Мы собирались уходить, как кто-то позвонил в дверь пять раз подряд, и когда мадам Надин открыла, я увидел тех пацанов, которых уже знал и которые тут у себя дома, ничего не попишешь. Это ее дети — они вернулись из школы или еще откуда-то в этом роде. Белокурые такие и прибарахлены как на картинке, в такие шикарные шмотки, каких даже и не стырить, потому что в магазинах самообслуживания на полках они не лежат, а продаются внутри дорогих магазинов, и чтобы до них добраться, нужно преодолеть заслон из продавщиц. Они сразу же уставились на меня так, словно я из навоза. Вид у меня, конечно, был не ахти, это я сразу почувствовал. Кепка вечно стояла дыбом, потому что у меня слишком много волос на затылке, а пальтишечко доходило до пят. Когда одежду воруешь, примерять некогда, время поджимает. Ладно, они ничего не сказали, но мы были явно из разных курятников.

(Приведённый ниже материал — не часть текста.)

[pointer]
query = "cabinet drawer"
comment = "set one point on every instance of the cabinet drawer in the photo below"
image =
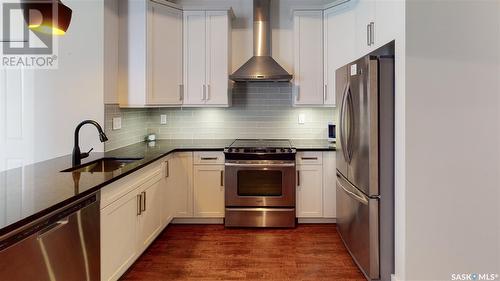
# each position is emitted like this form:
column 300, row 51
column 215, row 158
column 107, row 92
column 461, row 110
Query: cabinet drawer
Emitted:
column 208, row 157
column 309, row 158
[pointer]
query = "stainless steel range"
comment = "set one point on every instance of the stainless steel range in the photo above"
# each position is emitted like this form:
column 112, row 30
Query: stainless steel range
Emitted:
column 260, row 183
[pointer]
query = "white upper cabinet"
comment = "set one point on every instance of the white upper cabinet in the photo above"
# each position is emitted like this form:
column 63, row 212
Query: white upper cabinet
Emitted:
column 365, row 22
column 389, row 15
column 165, row 56
column 340, row 44
column 309, row 88
column 206, row 58
column 149, row 54
column 376, row 23
column 194, row 57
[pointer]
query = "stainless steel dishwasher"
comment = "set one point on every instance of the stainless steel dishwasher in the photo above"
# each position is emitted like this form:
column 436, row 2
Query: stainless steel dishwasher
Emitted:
column 63, row 245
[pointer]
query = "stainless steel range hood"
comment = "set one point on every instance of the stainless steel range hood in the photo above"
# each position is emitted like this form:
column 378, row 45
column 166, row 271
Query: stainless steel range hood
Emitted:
column 261, row 67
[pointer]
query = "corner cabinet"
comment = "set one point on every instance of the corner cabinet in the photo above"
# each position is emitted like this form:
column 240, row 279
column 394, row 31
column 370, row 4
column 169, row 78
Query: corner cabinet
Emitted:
column 149, row 54
column 207, row 58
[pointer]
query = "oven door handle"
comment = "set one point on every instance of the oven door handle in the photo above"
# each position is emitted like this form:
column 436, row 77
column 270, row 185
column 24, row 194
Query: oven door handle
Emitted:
column 259, row 165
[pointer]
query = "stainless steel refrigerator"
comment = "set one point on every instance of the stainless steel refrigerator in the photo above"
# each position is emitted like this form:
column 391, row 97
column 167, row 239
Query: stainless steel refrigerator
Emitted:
column 365, row 163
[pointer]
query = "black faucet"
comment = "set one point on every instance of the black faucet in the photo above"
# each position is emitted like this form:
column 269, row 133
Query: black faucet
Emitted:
column 77, row 155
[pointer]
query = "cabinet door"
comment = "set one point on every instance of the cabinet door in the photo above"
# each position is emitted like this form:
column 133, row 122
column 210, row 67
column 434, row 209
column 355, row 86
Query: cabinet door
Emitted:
column 119, row 227
column 329, row 185
column 167, row 193
column 365, row 14
column 150, row 220
column 217, row 57
column 165, row 55
column 308, row 53
column 340, row 44
column 179, row 180
column 194, row 57
column 209, row 191
column 309, row 191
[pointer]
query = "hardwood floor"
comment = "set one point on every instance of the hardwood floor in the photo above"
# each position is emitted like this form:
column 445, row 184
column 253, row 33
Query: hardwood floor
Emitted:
column 210, row 252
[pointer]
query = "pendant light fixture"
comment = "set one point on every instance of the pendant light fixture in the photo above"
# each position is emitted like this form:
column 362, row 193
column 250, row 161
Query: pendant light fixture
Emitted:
column 48, row 17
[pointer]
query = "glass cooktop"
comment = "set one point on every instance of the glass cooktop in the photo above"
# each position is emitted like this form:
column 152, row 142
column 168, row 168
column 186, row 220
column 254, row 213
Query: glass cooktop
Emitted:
column 261, row 144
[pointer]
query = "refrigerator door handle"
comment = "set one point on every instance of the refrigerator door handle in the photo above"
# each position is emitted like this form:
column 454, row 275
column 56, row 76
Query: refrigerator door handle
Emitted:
column 342, row 123
column 351, row 191
column 349, row 140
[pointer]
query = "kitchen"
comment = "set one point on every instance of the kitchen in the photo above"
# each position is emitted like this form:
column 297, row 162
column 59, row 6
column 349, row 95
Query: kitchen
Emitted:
column 260, row 138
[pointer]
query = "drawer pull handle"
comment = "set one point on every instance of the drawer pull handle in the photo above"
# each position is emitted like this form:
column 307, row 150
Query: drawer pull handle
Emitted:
column 221, row 178
column 139, row 204
column 298, row 178
column 309, row 158
column 209, row 158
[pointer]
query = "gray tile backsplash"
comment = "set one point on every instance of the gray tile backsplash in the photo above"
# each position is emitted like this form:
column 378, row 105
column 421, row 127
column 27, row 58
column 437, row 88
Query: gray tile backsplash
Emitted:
column 259, row 110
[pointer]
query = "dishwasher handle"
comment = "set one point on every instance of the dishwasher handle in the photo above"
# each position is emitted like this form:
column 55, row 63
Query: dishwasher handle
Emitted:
column 48, row 223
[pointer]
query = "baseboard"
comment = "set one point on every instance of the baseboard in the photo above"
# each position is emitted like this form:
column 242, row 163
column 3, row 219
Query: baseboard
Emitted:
column 198, row 221
column 221, row 220
column 317, row 220
column 394, row 278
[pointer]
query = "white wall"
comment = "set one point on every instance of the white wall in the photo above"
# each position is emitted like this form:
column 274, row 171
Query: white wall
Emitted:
column 43, row 107
column 452, row 138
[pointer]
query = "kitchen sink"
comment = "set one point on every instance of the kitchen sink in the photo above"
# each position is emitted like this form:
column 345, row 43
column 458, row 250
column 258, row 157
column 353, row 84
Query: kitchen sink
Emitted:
column 103, row 165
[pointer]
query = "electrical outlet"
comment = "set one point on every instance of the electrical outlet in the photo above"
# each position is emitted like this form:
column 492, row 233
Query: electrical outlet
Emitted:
column 117, row 123
column 302, row 118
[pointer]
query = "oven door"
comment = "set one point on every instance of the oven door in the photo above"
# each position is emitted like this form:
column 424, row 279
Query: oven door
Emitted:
column 260, row 183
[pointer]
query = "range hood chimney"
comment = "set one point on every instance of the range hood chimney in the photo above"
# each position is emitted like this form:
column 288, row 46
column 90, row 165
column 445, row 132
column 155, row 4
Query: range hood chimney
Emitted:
column 261, row 67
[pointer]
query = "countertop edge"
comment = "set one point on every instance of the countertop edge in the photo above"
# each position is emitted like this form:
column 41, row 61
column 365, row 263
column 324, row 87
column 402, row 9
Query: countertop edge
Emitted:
column 13, row 228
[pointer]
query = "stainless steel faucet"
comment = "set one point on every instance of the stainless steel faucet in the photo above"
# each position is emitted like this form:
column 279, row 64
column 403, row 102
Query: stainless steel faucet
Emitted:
column 77, row 155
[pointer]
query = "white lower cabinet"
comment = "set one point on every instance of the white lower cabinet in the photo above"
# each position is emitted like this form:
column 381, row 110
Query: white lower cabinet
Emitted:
column 209, row 191
column 179, row 175
column 150, row 218
column 309, row 191
column 131, row 222
column 329, row 185
column 119, row 236
column 316, row 185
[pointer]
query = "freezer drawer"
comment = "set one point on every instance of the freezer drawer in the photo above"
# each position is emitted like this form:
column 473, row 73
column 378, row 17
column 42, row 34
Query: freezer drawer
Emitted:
column 358, row 225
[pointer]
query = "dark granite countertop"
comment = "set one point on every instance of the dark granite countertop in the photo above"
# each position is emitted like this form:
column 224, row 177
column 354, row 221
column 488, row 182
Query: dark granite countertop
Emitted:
column 313, row 145
column 36, row 190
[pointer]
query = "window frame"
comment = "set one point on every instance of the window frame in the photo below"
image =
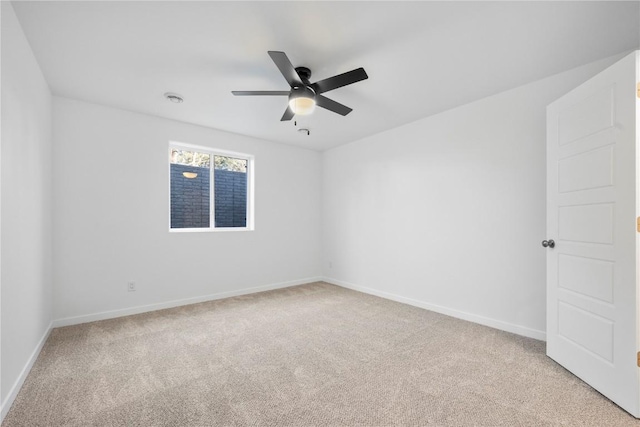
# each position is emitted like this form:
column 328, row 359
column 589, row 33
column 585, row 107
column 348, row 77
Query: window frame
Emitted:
column 215, row 152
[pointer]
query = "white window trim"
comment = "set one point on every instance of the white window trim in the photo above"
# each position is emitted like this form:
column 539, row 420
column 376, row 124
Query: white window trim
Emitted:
column 250, row 188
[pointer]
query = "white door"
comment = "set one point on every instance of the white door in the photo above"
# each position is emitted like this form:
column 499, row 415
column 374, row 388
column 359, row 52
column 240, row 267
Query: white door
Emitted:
column 592, row 299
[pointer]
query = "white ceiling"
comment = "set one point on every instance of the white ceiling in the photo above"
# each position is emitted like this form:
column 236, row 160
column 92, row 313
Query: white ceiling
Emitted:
column 422, row 57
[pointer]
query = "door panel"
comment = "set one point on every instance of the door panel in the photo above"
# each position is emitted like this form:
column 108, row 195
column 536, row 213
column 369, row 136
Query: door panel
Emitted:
column 591, row 210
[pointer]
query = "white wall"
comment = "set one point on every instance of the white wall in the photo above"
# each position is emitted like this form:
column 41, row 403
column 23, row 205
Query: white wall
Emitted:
column 448, row 212
column 25, row 217
column 111, row 216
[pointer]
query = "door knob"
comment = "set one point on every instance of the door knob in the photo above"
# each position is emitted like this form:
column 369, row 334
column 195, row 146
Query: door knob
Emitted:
column 549, row 244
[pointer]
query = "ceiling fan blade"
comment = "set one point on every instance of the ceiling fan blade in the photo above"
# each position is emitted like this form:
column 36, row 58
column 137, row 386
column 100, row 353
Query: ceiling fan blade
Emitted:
column 331, row 105
column 286, row 68
column 288, row 115
column 340, row 80
column 260, row 92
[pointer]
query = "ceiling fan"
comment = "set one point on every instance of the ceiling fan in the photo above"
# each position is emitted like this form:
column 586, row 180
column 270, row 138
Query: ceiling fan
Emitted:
column 304, row 95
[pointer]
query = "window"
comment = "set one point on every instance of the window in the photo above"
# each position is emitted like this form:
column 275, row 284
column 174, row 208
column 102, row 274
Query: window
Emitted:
column 210, row 189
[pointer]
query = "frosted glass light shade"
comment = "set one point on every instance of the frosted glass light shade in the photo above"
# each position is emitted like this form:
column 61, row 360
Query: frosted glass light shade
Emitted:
column 302, row 105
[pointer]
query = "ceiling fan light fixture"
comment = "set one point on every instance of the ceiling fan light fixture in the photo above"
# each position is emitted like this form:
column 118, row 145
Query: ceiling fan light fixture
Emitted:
column 302, row 101
column 302, row 106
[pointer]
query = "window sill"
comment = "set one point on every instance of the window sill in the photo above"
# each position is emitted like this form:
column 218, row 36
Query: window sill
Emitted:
column 209, row 230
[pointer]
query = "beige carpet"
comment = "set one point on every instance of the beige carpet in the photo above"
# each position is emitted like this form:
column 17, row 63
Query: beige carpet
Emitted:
column 312, row 355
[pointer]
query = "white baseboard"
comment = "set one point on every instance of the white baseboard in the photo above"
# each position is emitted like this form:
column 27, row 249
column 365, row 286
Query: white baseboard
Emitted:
column 482, row 320
column 11, row 396
column 76, row 320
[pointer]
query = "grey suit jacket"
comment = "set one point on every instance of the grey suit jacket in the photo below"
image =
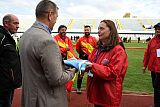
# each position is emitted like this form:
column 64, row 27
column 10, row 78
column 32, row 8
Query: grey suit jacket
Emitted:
column 43, row 73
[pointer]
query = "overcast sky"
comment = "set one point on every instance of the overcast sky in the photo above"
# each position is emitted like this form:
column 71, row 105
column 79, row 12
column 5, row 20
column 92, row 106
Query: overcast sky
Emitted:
column 86, row 8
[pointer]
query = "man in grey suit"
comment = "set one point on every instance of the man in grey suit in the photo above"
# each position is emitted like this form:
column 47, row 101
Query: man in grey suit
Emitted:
column 43, row 73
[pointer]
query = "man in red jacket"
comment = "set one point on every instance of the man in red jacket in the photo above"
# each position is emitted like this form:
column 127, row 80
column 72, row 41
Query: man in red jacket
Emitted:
column 152, row 60
column 84, row 47
column 66, row 48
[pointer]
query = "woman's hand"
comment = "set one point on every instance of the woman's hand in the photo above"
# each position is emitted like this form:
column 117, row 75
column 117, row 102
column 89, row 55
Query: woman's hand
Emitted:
column 89, row 66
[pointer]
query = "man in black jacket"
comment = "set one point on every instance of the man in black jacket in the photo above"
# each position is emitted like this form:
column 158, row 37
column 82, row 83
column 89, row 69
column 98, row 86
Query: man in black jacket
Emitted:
column 10, row 69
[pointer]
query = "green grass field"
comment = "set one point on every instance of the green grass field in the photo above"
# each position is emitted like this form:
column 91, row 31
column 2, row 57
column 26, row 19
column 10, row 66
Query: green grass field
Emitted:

Я никогда еще не видел таких светловолосых пацанов, как эти двое. И клянусь вам, ими не очень-то пользовались, с виду они были как новенькие. Они и вправду были из совсем другой жизни.
— Идите, я познакомлю вас с нашим другом Мухаммедом, — сказала им мать.
Не стоило бы ей говорить «Мухаммед», лучше бы ей сказать «Момо». «Мухаммед» — это во Франции все равно что «арабский ублюдок», а когда такое говорят, то зло берет. Мне не стыдно быть арабом, наоборот, но Мухаммед во Франции — значит, дворник или чернорабочий. Это даже не то же самое, что алжирец. И потом, Мухаммед — это просто смешно. Это все равно как прозываться Иисусом Христом: все так и покатятся со смеху.
Оба пацана тут же ко мне подошли. Который помладше — ему было лет шесть или семь, потому что другой выглядел примерно на десять, — вылупился на меня так, словно никогда ничего похожего не видел, а потом сказал:
— А почему он так одет?
Я не для того пришел, чтоб меня оскорбляли. Я и так отлично знал, что я не у себя дома. А тут еще второй вылупился на меня еще больше и спросил:
— Ты араб?
Черт меня побери, я никому не позволяю обзывать себя арабом. И к тому же упорствовать не имело смысла, я не ревновал и ничего такого, но это место явно не про меня, и потом, малышка уже при деле, тут ничего не попишешь. У меня вспухла какая-то фигня в горле, я ее сглотнул, а потом выскочил за дверь и задал деру.
Мы из разных курятников, чего уж там.
Я остановился у кино, но шел фильм, запрещенный для несовершеннолетних. Даже смешно становится, когда подумаешь о тех вещах, которые для несовершеннолетних запрещены, а после — обо всех других, на которые они имеют полное право.
Кассирша увидела, что я разглядываю фотографии в витрине, и заорала, чтобы я убирался, оберегая мою юность. Вот же паскуда. Мне уже обрыдли эти запрещения, я распахнул пальто, показал ей свою штуковину и драпанул, потому что для шуток времени не оставалось.
Я прошел по Монмартру, где один sex-shop налезает на другой, но они тоже охраняются, и потом, мне всякая дрянь ни к чему: если захочется возбудиться, я и так это сделаю. Sex-shop — это для стариков, которые уже не могут возбуждаться сами по себе.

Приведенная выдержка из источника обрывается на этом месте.